KARINA MENDRECZKY & KATALIN KORTMANN JÁRAY
Oasis
23.02. – 07.05.2023
MQ Salon
Tue-Sun & holidays 10-18h l free admission
Environmental catastrophes and bleak prognoses for the future of life on earth – the climate crisis has become part of our everyday life, and is determining our life reality to an ever-greater extent. Our emotional relationship to nature is thus often burdened with guilt, since we human beings are responsible for the destruction of our environment. Even if there is the will to bring about a sustainable society, the political and individual scope for action nonetheless has its limits. The oscillation between power and powerlessness that results from this is shaping philosophical, ethical-moral, and spiritual discourses and raises questions that occupy many individuals.
In their artistic work, Karina Mendreczky and Katalin Kortmann Járay take up animist motifs and conceptual worlds. Animism is based on the belief that all elements in nature, both living creatures and inanimate objects have a spiritual essence. While animist thought has always been a central component of many indigenous religions, it is also currently being given new attention in Western societies: as a relationship to the world that emphasizes the mutual interdependency of all things, that regards the boundaries between species, between oneself and the world as fluid. Since with the environmentally destructive lifestyles of the present, a relationship to the world that is based on differentiation, objectification, and hierarchization becomes questionable.
Oasis is a subtly composed, extensive installation of sculptures, photographs, printed textiles, and drawings that is supplemented with a sound component. In it, Mendreczky (*1988 in Budapest, Hungary) and Kortmann Járay (*1986 Budapest, Hungary) take up both spiritual narratives and personal family histories and translate them into unusual pictures and objects that seem alien and familiar to us at the same time. Besides set pieces from nature like shells and sand, the space is populated with hybrid creatures with human traits and plant characteristics or that represent a merging of animal and object. They are free interpretations of elements and motifs from old fairy tales and myths. There are also spiritual-religious symbols such as the pomegranate, date palms, or folded hands, as well as historical photographs from family albums in which a particular aura is inherent. Female figures are positioned in various places in the space and sustain the mystical scenery.
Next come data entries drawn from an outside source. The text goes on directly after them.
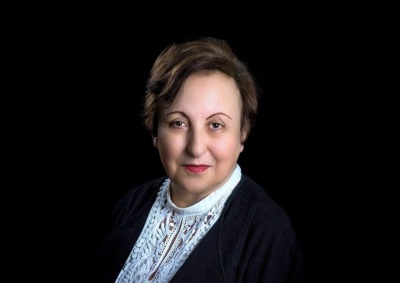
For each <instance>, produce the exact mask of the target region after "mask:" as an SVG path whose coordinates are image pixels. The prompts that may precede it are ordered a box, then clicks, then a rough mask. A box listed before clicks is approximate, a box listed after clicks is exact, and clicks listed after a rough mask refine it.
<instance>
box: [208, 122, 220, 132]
mask: <svg viewBox="0 0 400 283" xmlns="http://www.w3.org/2000/svg"><path fill="white" fill-rule="evenodd" d="M210 128H211V129H212V130H213V131H218V130H220V129H222V128H223V126H222V124H220V123H210Z"/></svg>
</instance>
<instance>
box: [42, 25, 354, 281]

As a whole, the objects form a magical-seeming, fairytale-like arrangement, a sort of surreal cabinet of curiosities that evokes the interconnectedness of all beings.
Curator: Verena Kaspar-Eisert
About the artists:
Karina Mendreczky (*1988) lives and works in Vienna and Budapest. She completed her studies of graphic design and printing (MA) at the Angewandte Universität (University of Applied Arts) in Vienna in 2015. From 2014 to 2015, she participated in an Erasmus exchange at the University of the Arts London in the field of print- and time-based media. After completing her diploma, she was awarded the Prize of the Kunsthalle Wien in 2015.
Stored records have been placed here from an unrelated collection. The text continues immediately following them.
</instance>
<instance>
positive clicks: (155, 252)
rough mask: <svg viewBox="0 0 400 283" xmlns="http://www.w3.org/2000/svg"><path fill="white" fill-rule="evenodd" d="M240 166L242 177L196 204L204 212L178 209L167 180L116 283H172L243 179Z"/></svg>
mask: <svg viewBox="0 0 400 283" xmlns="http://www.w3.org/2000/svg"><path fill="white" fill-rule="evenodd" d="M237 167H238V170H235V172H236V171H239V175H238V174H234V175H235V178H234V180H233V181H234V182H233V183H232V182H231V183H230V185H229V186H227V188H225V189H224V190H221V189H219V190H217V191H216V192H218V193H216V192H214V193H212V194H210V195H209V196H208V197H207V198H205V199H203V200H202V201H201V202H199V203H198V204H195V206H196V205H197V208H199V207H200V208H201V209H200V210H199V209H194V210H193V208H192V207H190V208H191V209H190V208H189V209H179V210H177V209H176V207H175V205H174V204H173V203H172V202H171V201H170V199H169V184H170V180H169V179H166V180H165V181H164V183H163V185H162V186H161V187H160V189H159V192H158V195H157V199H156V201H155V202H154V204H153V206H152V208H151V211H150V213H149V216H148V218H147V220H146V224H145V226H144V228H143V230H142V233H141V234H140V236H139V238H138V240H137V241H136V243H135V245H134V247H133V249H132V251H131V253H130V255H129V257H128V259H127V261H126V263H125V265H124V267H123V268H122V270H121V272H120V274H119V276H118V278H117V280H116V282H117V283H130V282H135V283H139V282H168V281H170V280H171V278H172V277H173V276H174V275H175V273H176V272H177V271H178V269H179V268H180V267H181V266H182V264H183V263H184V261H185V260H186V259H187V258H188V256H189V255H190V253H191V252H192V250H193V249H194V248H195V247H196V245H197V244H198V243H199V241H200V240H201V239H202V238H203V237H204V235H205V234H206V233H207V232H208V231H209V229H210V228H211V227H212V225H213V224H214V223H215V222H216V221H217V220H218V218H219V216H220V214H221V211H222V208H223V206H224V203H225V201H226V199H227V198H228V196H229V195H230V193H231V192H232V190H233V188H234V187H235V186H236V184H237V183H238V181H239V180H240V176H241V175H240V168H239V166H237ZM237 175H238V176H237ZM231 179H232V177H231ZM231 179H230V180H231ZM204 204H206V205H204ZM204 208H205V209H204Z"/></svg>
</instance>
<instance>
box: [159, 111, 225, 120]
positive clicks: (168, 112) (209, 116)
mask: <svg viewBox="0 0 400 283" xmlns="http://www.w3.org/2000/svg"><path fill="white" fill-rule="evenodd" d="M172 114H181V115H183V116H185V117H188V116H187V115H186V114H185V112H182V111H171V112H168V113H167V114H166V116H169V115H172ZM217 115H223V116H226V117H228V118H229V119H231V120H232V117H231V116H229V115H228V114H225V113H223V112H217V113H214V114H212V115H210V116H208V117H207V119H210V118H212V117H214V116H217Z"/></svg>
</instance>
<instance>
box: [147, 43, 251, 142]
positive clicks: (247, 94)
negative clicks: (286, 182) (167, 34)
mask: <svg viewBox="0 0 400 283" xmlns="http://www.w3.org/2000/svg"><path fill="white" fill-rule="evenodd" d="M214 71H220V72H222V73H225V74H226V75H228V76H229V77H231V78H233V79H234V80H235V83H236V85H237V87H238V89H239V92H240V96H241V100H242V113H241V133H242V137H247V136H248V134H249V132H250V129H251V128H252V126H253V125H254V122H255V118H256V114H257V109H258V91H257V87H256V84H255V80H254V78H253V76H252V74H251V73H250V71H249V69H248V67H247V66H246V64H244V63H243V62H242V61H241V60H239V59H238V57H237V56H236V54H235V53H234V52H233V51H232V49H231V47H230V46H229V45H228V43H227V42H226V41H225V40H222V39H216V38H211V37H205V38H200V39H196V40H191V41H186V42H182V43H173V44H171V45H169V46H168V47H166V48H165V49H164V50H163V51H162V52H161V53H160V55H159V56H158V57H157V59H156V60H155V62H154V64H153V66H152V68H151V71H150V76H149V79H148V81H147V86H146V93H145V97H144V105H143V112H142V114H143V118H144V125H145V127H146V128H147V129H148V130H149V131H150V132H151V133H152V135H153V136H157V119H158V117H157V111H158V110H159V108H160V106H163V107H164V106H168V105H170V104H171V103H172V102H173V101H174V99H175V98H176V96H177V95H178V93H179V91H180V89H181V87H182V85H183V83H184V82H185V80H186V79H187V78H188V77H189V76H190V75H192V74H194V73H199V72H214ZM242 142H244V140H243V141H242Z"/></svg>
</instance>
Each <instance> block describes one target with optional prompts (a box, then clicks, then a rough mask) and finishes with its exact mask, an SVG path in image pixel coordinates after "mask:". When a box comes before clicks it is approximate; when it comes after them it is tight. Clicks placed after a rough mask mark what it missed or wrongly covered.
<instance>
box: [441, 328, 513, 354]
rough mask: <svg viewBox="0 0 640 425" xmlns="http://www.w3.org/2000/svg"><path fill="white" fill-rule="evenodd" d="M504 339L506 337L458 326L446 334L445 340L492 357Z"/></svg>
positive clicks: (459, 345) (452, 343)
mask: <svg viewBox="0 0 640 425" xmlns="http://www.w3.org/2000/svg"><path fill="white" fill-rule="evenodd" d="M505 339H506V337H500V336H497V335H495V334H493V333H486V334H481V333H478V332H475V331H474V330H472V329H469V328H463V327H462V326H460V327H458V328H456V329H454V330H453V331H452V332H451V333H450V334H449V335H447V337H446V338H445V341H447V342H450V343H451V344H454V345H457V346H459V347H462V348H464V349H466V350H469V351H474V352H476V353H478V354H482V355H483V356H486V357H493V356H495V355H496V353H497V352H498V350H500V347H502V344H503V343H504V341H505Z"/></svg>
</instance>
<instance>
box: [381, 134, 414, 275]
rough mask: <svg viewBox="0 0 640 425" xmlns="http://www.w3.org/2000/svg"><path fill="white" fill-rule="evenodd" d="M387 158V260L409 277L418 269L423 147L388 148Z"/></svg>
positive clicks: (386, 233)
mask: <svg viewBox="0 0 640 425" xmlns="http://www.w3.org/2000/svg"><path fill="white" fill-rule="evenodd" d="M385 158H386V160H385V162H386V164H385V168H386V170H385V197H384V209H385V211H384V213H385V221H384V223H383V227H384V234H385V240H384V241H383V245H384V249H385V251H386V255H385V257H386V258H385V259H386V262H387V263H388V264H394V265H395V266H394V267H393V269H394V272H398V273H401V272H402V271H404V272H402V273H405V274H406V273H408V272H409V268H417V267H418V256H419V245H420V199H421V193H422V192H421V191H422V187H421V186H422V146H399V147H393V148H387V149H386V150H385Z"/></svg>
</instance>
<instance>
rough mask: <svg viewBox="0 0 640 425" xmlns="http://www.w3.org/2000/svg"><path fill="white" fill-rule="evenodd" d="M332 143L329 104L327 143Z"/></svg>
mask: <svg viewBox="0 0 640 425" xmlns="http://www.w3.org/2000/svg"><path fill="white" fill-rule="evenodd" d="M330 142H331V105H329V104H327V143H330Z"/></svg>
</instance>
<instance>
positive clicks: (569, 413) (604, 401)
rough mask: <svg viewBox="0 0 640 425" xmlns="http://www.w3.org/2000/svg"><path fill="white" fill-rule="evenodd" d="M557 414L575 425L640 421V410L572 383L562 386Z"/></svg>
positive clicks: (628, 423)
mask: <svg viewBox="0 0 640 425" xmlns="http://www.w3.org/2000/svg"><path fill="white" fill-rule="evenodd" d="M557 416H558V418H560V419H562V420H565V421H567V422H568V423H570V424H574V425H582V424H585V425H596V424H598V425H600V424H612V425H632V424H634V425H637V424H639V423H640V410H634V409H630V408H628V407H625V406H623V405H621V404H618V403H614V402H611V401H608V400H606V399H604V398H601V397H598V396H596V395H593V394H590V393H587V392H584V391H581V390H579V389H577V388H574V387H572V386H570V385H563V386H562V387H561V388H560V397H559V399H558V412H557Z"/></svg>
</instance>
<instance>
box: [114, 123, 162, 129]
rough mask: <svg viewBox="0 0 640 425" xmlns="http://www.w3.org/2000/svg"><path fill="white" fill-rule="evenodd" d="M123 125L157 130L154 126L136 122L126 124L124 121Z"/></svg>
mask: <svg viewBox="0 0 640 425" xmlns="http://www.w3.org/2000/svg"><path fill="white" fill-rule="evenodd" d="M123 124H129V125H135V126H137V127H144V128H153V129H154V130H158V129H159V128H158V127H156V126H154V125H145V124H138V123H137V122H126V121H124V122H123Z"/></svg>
She has been represented by the Galerie Rudolf Leeb since 2019. Her works deal with human and social identity, on both a collective and perso-nal level. Childhood memories thus serve her as a starting point. Her works display recurring elements like photocollages, etchings, and scratchings on acrylic glass. She often works with translucent structures and makes use of the effect of light and shadow.
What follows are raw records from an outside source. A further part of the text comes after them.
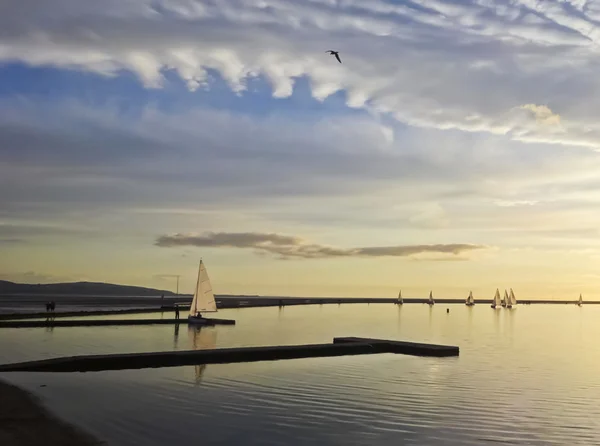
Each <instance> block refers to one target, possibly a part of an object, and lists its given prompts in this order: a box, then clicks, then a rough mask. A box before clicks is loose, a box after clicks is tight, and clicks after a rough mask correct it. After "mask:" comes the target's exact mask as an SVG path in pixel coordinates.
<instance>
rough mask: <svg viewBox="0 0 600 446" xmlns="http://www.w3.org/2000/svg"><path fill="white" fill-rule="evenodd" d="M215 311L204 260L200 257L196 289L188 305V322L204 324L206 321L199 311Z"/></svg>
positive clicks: (211, 291) (213, 294)
mask: <svg viewBox="0 0 600 446" xmlns="http://www.w3.org/2000/svg"><path fill="white" fill-rule="evenodd" d="M216 311H217V303H216V302H215V295H214V294H213V291H212V286H211V284H210V279H209V278H208V272H207V271H206V267H205V266H204V262H202V259H200V266H199V267H198V280H197V282H196V291H195V292H194V299H193V300H192V304H191V305H190V314H189V316H188V323H189V324H196V325H204V324H205V323H206V319H205V318H204V317H202V314H201V313H214V312H216Z"/></svg>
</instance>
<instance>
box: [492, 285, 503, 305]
mask: <svg viewBox="0 0 600 446" xmlns="http://www.w3.org/2000/svg"><path fill="white" fill-rule="evenodd" d="M498 305H502V299H500V291H498V288H496V294H494V299H492V308H496V307H497V306H498Z"/></svg>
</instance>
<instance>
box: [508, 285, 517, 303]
mask: <svg viewBox="0 0 600 446" xmlns="http://www.w3.org/2000/svg"><path fill="white" fill-rule="evenodd" d="M514 305H517V298H516V297H515V293H513V291H512V288H511V289H510V295H509V296H508V299H507V301H506V308H512V307H513V306H514Z"/></svg>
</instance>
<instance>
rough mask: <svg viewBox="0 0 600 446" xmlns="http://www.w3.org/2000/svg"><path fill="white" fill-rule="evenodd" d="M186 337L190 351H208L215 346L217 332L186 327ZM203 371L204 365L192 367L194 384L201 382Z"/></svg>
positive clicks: (191, 325) (207, 328) (198, 328)
mask: <svg viewBox="0 0 600 446" xmlns="http://www.w3.org/2000/svg"><path fill="white" fill-rule="evenodd" d="M188 336H189V339H190V344H191V345H190V347H191V348H192V350H210V349H213V348H216V346H217V330H216V329H214V328H207V327H197V326H193V325H188ZM205 371H206V364H198V365H195V366H194V384H196V385H198V384H200V383H201V382H202V376H203V375H204V372H205Z"/></svg>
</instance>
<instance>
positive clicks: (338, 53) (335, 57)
mask: <svg viewBox="0 0 600 446" xmlns="http://www.w3.org/2000/svg"><path fill="white" fill-rule="evenodd" d="M325 52H326V53H329V54H331V55H332V56H335V58H336V59H337V60H338V62H339V63H342V61H341V60H340V54H339V51H333V50H328V51H325Z"/></svg>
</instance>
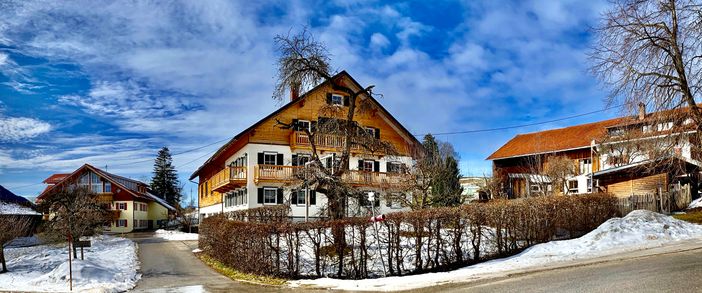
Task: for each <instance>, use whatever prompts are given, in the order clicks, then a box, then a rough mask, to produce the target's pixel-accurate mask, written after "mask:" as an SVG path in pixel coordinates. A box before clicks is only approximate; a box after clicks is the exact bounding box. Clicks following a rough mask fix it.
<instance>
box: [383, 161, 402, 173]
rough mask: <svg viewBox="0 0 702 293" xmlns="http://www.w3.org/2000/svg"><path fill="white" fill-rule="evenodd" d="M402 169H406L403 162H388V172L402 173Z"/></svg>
mask: <svg viewBox="0 0 702 293" xmlns="http://www.w3.org/2000/svg"><path fill="white" fill-rule="evenodd" d="M402 169H404V164H402V163H397V162H388V164H387V172H388V173H402Z"/></svg>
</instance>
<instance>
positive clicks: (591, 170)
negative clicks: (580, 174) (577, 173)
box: [578, 158, 592, 174]
mask: <svg viewBox="0 0 702 293" xmlns="http://www.w3.org/2000/svg"><path fill="white" fill-rule="evenodd" d="M578 163H579V165H580V166H579V167H580V169H579V170H580V172H579V173H578V174H588V173H590V172H592V160H591V159H590V158H587V159H580V160H579V161H578Z"/></svg>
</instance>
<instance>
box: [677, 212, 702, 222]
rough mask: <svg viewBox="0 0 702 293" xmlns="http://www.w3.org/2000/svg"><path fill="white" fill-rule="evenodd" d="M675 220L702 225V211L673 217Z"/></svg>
mask: <svg viewBox="0 0 702 293" xmlns="http://www.w3.org/2000/svg"><path fill="white" fill-rule="evenodd" d="M673 218H676V219H678V220H683V221H687V222H690V223H695V224H702V210H697V211H692V212H688V213H685V214H676V215H673Z"/></svg>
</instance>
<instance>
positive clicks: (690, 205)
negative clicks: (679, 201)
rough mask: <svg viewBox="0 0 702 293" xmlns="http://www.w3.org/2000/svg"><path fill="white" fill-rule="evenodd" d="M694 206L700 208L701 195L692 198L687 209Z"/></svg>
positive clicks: (701, 202) (694, 206)
mask: <svg viewBox="0 0 702 293" xmlns="http://www.w3.org/2000/svg"><path fill="white" fill-rule="evenodd" d="M694 208H702V197H700V198H698V199H696V200H693V201H692V202H691V203H690V205H689V206H687V209H694Z"/></svg>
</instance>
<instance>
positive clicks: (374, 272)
mask: <svg viewBox="0 0 702 293" xmlns="http://www.w3.org/2000/svg"><path fill="white" fill-rule="evenodd" d="M614 216H617V209H616V202H615V199H614V197H612V196H609V195H605V194H591V195H581V196H557V197H536V198H528V199H518V200H495V201H490V202H487V203H476V204H470V205H464V206H460V207H456V208H435V209H426V210H418V211H410V212H400V213H392V214H388V215H387V218H386V220H385V221H384V222H380V223H377V225H376V226H375V227H374V225H373V223H370V222H369V218H348V219H343V220H335V221H320V222H307V223H292V222H288V221H275V222H260V221H259V222H251V221H249V222H245V221H241V217H236V219H237V220H231V219H228V218H227V217H226V216H215V217H210V218H206V219H205V220H204V221H203V223H202V224H201V226H200V248H201V249H203V250H204V252H205V253H206V254H208V255H209V256H211V257H213V258H215V259H217V260H219V261H220V262H222V263H224V264H226V265H228V266H230V267H232V268H235V269H237V270H239V271H242V272H246V273H253V274H259V275H268V276H275V277H283V278H307V277H325V276H329V277H336V278H354V279H360V278H369V277H380V276H383V275H388V276H390V275H395V276H396V275H406V274H414V273H420V272H428V271H441V270H449V269H454V268H458V267H462V266H465V265H469V264H473V263H477V262H481V261H485V260H488V259H492V258H497V257H504V256H509V255H513V254H516V253H518V252H520V251H522V250H523V249H525V248H527V247H529V246H532V245H534V244H538V243H543V242H547V241H550V240H553V239H565V238H572V237H575V236H579V235H582V234H584V233H587V232H589V231H591V230H593V229H594V228H596V227H597V226H599V225H600V224H601V223H603V222H604V221H606V220H607V219H609V218H611V217H614ZM276 219H280V218H276ZM341 231H343V232H344V233H341ZM335 232H336V233H335ZM334 234H336V235H343V237H341V236H340V238H343V239H341V241H334Z"/></svg>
Katalin Kortmann Járay (*1986) lives and works in Budapest. She attended the Hungarian University of Fine Arts (HUFA) and the Academy of Fine Arts in Munich between 2006 and 2012. Her work has been represented in international group exhibitions, biennials, triennials, and award presen-tations. In her installations, she occupies herself with the effects of culture on human perception, the experience of globality, and the characteristics of a connection to locations associated with this. She looks for constellations of human perception along the interfaces between nostalgia and utopia, descendants and ancestors, childhood and adulthood, memory and fictions.